The Orlando Magic had been seeking a shot blocking stretch-4, and it traded for one of the best in acquiring Serge Ibaka from the Oklahoma City Thunder. The Magic dealt promising 2-guard Victor Oladipo, the rights to No. 11 pick Domantas Sabonis and the non-guaranteed contract of Ersan Ilyasova. Orlando adds a much-needed rim protector, and the Thunder gain a legitimate No. 3 option within its offense, which was often deficient outside of its start tandem of Russell Westbrook and Kevin Durant.
To be clear, this move helps both teams. But is the Magic who may be altering their starting lineup the most, and by consequence, the team will require time to develop chemistry. GM Rob Hennigan got just what he wanted, one of the best help-side defenders in the NBA and a player whose leadership is sorely needed on one of the NBA's youngest rosters.
Orlando decided to deal its No. 11 pick in sending Domantas Sabonis to the Thunder, but the Magic really needed more immediate help than what the draft could provide. Some may feel giving up Oladipo is a bit much for Ibaka, but the deal shows the inherent value in shot-blocking big men. They are more expensive than dime-a-dozen guards. The Magic can easily replace Oladipo's production through Evan Fournier, but Ibaka adds something the Magic did not have. Blocking shots is not a novelty. The Magic need to protect the rim far better, and that makes Ibaka the perfect addition.
This move dramatically improves Orlando on paper, but looking at a depth chart poses more questions than it does answers. First-year coach Frank Vogel has a variety of starting options in front of him, and how things are handled could affect the outcome of Aaron Gordon's emergence. He is the one player Orlando must find time for, but he and Ibaka both happen to best at the 4-spot.
What Does this mean to the Magic's starting options?
The Magic now have a few options to tinker with its new-found frontcourt depth. But that does not mean the pieces fit together seamlessly. Orlando most certainly will start Serge Ibaka. But the difficulty comes in determining how to get forward Aaron Gordon max playing time while still utilizing incumbent starting center Nikola Vucevic.
The issue is that Gordon is not really a small forward. If the Magic went big with a starting frontcourt of Gordon, Ibaka and Vucevic, Orlando would sacrifice shooting in a big way. Gordon barely hit 30 percent from behind the arc, and he can struggle at times with defensive rotations. Many are wondering how the Magic can create sufficient spacing.
Trading Channing Frye made sense, but Orlando does not gain a knockdown shooter in Ibaka and Frye is one of the best offensive stretch-4s in the Association.
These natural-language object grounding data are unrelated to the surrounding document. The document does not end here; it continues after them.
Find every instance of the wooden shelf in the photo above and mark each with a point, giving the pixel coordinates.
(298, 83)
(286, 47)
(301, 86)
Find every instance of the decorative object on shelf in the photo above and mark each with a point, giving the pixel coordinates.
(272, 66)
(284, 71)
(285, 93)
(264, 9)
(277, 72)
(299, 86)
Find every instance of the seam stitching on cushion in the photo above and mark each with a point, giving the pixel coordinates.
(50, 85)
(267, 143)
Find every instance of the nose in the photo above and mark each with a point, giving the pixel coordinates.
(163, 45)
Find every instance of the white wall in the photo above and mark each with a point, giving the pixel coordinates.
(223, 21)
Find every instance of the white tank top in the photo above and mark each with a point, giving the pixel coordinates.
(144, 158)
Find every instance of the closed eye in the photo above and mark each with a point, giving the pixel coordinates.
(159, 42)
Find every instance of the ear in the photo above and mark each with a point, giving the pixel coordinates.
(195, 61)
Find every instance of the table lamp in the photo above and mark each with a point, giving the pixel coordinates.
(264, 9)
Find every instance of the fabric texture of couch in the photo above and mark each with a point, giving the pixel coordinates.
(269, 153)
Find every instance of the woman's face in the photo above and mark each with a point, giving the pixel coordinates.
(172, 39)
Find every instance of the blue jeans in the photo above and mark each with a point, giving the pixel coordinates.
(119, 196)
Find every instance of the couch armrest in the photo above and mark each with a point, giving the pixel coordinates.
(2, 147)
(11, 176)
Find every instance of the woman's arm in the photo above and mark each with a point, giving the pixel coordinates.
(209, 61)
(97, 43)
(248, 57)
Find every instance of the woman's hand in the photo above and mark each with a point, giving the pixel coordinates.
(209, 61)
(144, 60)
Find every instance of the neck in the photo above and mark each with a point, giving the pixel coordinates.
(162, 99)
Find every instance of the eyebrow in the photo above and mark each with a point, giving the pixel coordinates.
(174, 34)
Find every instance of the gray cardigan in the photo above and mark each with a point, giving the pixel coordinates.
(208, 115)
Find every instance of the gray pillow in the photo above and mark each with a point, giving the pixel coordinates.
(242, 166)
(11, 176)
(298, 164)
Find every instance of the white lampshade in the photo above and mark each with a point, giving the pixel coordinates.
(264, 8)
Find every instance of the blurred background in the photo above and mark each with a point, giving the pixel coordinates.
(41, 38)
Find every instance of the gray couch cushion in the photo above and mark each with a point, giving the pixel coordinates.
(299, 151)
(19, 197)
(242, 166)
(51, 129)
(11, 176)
Ibaka can hit the three, but Orlando only has two premier shooters on its roster currently, Evan Fournier and Mario Hezonja. Hezonja is not ready yet, and Fournier is going to shoulder a heavy load in Orlando's offense. It would be unsurprising to see the Magic sign either Luol Deng or another veteran forward before the offseason is over. The Magic will likely give Hezonja a fair share of the minutes at the 3, but Orlando needs some experience if it is to make waves in the postseason.
The Magic are a bit small at the 3-spot because Gordon cannot really thrive there. Orlando could thrust Hezonja into the fire, but it seems the only way to balance the roster is to sign a shooter. The Magic could pursue the matter via trade, perhaps aiming at a guy like Milwaukee Bucks swingman Khris Middleton.
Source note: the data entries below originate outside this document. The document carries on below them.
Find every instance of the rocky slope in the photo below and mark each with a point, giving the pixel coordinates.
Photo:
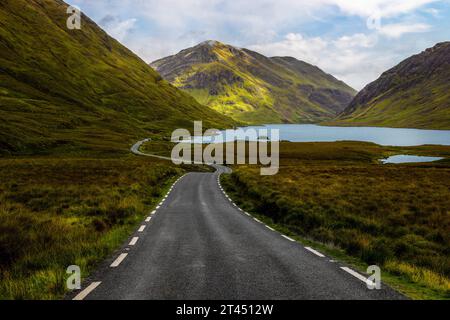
(77, 90)
(415, 93)
(252, 88)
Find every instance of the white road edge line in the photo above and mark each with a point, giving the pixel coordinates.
(119, 260)
(357, 275)
(317, 253)
(83, 294)
(286, 237)
(133, 241)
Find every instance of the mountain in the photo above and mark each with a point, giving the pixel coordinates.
(67, 90)
(415, 94)
(252, 88)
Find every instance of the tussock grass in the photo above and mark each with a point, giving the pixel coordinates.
(60, 212)
(395, 216)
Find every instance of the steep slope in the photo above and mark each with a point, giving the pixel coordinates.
(415, 93)
(252, 88)
(79, 89)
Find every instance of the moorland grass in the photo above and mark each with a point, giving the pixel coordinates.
(338, 194)
(60, 212)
Shooters do not come cheap, though.
Ibaka functions most usefully in covering for the slow-footed Vucevic. Nikola Vucevic has been continually lackadaisical in covering penetration, whereas Ibaka excels at it. Will the Magic start Ibaka at his natural 4-spot and Vucevic at the 5, or will the Magic start Gordon and bring Vucevic off the bench as a sixth man. It is a nice problem for the Magic to suddenly have several looks it can throw at opposing teams.
It does hurt losing Oladipo, but it signals the Magic’s commitment to re-signing restricted free agent sharpshooter Evan Fournier. Fournier will likely command $12 million per season or more, but the Magic are in a favorable position this summer. The Magic have room to sign two max contracts, and that could come in handy if the bidding gets high for Fournier. The Magic also own his Bird rights, meaning the Magic could go over the cap to re-sign Fournier. Orlando needs the Frenchman to be its starting shooting guard.
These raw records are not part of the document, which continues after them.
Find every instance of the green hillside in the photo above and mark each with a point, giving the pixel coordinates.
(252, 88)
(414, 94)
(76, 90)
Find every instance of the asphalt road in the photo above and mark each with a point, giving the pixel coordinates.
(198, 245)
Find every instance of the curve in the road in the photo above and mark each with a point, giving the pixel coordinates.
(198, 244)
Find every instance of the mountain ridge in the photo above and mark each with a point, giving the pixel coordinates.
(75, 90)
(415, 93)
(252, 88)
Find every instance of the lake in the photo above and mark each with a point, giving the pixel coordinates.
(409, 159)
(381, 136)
How does Ibaka affect Orlando's prospects?
There is also the issue of how 2015 draft pick Mario Hezonja fits in. He had a nice stretch at the end of the season, starting a handful of games, and he showed the ability to play three positions. The Magic know his quickly released jump shot is one of the best on the team. He is an underrated passer. Will Hezonja earn the nod as the starting small forward? It is wide open.
Orlando realistically has three or four different starting lineups that could all work. It will be up to first-year coach Frank Vogel to shape this roster into an actual team. The Magic have languished the last four seasons, cycling through three coaches without any real sustained success. The Magic had such a strong December that coach Scott Skiles won Coach of the Month, but the Magic fell off and suffered a one-win January as Skiles became increasingly frustrated with his personnel.
Vogel and Ibaka represent chances at a new start, at a potential team defense which could prove among the best in the league. But right now it is a nebulous collection of talent in need of some finishing touches through free agency. The Magic had the backcourt depth to bear parting with Oladipo, and Ibaka fills a need the Magic have had since Dwight Howard departed four years ago. The rim must be protected, and even the best perimeter defense seem to require an anchor in the paint.
Ibaka can be just that, and though the Magic gave up a lot to obtain him, he will rectify pressing issues and give Vogel the necessary rim protection to craft a top defense. As to whether Gordon or Vucevic gets the starting nod is virtually unknowable now.
But the Magic at long last have some real options with the addition of one of the league’s premier shot swatters.